Far worse than what happened with Lehman in this regard it is still the ongoing policy of all of these agencies to do the same damn thing with the still-existing banks and bank-holding companies!
Or, in plain English, the Fed didn’t want Lehman and other SDIs to sell their toxic assets because the sales prices would reveal that the values Lehman (and all the other SDIs) placed on their toxic assets (the “marks”) were inflated with worthless hot air.
AND STILL IS – the entire point of “extend and pretend”, that is, a formal and written policy crammed down FASB’s throat at literal gunpoint by the US Congress and implemented by current FDIC examiners with regard to both underwater commercial real estate loans and HELOCs behind underwater, delinquent first mortgages is to prevent the liquidation of these products into the market, thereby preserving the ability to make willfully and intentionally fraudulent claims of value that does not exist.

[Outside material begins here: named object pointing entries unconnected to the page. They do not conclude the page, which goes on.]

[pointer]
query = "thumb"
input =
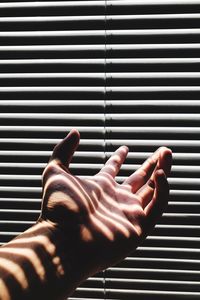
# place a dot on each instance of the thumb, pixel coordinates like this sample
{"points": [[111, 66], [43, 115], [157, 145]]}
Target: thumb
{"points": [[64, 150]]}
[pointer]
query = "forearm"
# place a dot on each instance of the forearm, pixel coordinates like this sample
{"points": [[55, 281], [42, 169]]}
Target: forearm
{"points": [[35, 265]]}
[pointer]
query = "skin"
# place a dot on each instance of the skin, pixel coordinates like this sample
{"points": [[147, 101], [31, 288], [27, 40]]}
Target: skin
{"points": [[86, 224]]}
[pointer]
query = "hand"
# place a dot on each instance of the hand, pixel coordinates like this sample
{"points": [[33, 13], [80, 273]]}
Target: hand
{"points": [[103, 220]]}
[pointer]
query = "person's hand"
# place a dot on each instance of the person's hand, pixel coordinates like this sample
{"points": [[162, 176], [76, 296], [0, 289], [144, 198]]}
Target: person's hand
{"points": [[103, 221]]}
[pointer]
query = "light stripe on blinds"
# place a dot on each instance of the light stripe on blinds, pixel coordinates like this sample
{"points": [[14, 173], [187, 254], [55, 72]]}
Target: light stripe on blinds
{"points": [[152, 99], [52, 78], [122, 72]]}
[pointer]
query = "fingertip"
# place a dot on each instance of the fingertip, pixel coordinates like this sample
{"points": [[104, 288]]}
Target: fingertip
{"points": [[165, 160], [125, 148], [74, 133]]}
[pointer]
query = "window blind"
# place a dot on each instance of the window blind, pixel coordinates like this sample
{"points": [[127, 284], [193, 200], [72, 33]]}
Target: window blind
{"points": [[122, 72]]}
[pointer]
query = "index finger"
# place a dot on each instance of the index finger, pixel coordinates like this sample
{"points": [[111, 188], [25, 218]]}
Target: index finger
{"points": [[161, 159], [113, 164]]}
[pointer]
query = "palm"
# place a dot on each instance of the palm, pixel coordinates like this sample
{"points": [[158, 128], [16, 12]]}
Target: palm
{"points": [[107, 219]]}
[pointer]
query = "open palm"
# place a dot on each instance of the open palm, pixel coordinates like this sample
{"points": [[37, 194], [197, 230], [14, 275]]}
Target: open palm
{"points": [[104, 220]]}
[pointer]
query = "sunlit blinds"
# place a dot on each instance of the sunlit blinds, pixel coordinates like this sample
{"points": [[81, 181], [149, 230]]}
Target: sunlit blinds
{"points": [[122, 72]]}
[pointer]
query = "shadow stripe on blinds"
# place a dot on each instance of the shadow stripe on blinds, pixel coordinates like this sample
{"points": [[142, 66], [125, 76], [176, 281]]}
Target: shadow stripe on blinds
{"points": [[152, 99], [122, 72], [52, 78]]}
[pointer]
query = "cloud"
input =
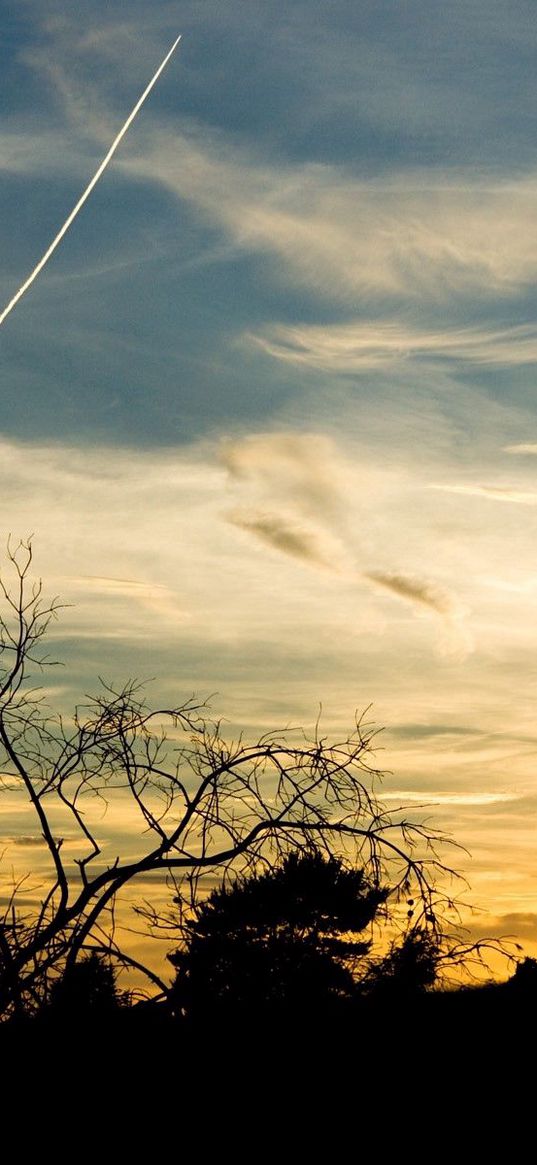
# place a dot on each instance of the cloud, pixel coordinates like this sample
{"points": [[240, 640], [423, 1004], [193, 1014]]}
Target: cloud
{"points": [[456, 640], [416, 591], [520, 450], [25, 840], [372, 345], [418, 234], [517, 924], [305, 467], [447, 798], [492, 493], [284, 534]]}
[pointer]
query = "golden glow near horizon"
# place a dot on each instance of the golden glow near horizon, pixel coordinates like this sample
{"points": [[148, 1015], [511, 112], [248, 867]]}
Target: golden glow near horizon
{"points": [[270, 411]]}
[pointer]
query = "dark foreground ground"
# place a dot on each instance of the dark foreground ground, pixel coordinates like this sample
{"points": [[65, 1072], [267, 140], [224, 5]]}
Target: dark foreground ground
{"points": [[446, 1075]]}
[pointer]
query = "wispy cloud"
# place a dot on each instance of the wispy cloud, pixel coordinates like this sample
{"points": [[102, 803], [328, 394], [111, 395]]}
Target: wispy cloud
{"points": [[368, 346], [290, 537], [416, 591], [305, 467], [447, 797], [418, 234], [492, 493], [521, 450]]}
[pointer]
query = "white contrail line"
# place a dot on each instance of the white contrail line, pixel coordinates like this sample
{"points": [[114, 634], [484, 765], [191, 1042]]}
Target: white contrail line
{"points": [[89, 189]]}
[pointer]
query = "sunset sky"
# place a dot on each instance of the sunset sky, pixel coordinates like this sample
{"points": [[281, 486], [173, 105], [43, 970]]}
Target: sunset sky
{"points": [[270, 410]]}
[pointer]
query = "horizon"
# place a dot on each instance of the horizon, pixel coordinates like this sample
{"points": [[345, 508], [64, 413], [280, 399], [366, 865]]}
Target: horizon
{"points": [[269, 410]]}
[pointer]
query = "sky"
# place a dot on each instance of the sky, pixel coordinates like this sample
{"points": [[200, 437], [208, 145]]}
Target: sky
{"points": [[270, 410]]}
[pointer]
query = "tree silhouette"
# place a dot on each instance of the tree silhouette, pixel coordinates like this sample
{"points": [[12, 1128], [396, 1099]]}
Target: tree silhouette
{"points": [[86, 988], [291, 936], [206, 806]]}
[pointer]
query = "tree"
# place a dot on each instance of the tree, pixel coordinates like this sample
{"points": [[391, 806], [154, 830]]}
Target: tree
{"points": [[86, 988], [205, 805], [291, 936]]}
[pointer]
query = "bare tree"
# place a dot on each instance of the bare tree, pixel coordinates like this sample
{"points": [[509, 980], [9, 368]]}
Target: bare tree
{"points": [[205, 805]]}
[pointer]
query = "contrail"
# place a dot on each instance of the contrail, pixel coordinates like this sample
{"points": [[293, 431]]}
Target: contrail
{"points": [[89, 189]]}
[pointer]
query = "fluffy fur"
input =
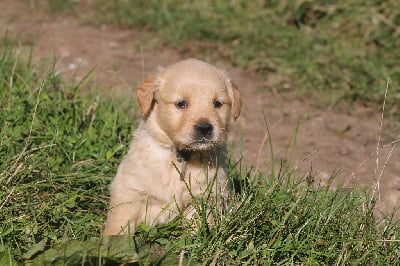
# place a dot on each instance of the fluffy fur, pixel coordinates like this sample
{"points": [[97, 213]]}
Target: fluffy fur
{"points": [[187, 109]]}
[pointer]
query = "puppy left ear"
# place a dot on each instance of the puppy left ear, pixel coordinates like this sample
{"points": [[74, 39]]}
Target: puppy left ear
{"points": [[145, 95], [236, 102]]}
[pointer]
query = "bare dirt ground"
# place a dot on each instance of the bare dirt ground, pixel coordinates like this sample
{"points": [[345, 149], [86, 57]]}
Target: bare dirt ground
{"points": [[327, 140]]}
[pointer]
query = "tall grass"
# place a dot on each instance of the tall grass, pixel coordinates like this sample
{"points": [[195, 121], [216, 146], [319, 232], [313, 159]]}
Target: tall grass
{"points": [[343, 50], [59, 149]]}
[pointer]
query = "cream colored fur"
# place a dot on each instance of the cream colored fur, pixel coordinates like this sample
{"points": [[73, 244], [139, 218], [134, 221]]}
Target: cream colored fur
{"points": [[148, 186]]}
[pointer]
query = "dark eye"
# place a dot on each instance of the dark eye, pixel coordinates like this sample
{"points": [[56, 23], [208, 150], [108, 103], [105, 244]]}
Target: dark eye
{"points": [[181, 104], [217, 104]]}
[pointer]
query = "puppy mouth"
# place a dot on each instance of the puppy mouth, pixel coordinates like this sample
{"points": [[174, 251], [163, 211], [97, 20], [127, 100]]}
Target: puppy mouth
{"points": [[199, 145]]}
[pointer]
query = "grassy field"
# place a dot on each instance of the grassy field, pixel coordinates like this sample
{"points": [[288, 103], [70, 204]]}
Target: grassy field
{"points": [[335, 51], [59, 149]]}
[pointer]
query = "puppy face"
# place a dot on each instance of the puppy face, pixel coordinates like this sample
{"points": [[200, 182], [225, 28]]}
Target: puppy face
{"points": [[192, 102]]}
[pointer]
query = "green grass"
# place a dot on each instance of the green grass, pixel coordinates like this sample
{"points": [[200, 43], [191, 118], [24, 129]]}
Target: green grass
{"points": [[335, 51], [60, 147]]}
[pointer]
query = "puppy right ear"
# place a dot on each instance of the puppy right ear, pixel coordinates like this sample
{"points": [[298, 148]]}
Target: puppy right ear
{"points": [[145, 95]]}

The FRBNY has vastly greater leverage than the FHLBSF ever had and in the context of the Lehman crisis it had the leverage to force any change it believed was necessary, including an immediate conversion of Lehman to a bank holding company and a commercial bank.
Of course it did. The entire point of the scam was to prevent the recognition of the true value of any of these assets, lest they force a mark-to-market by all other system participants. That would have been catastrophic (and still will be) but the market cannot clear until it happens.
Fifth, the Fed is addicted to opaqueness and its senior ranks believe the bankers when they claim that the people must never be allowed to learn the truth about asset losses. One of the conflicts of interest that a banking regulator must never succumb to is the temptation to encourage or allow the regulated entity to lie about its financial condition for the purported purpose of preventing a run on the bank.
Like, for example, claiming that the big banks all passed “stress tests” that were orchestrated to be impossible-to-fail because they were predicated on forcing FASB to allow these same institutions to carry underwater and unrecoverable paper at par?
What Bill Black has documented is not only how and why Lehman blew sky high, but that nothing has, in fact, changed – other than the fact that we have now effectively backstopped this activity among the current survivors by sweeping the truth under the rug!
If we do not stop it now the system will blow sky-high – again – and this time there won’t be enough money or credit available to the United States Government (or any other government) to stop it.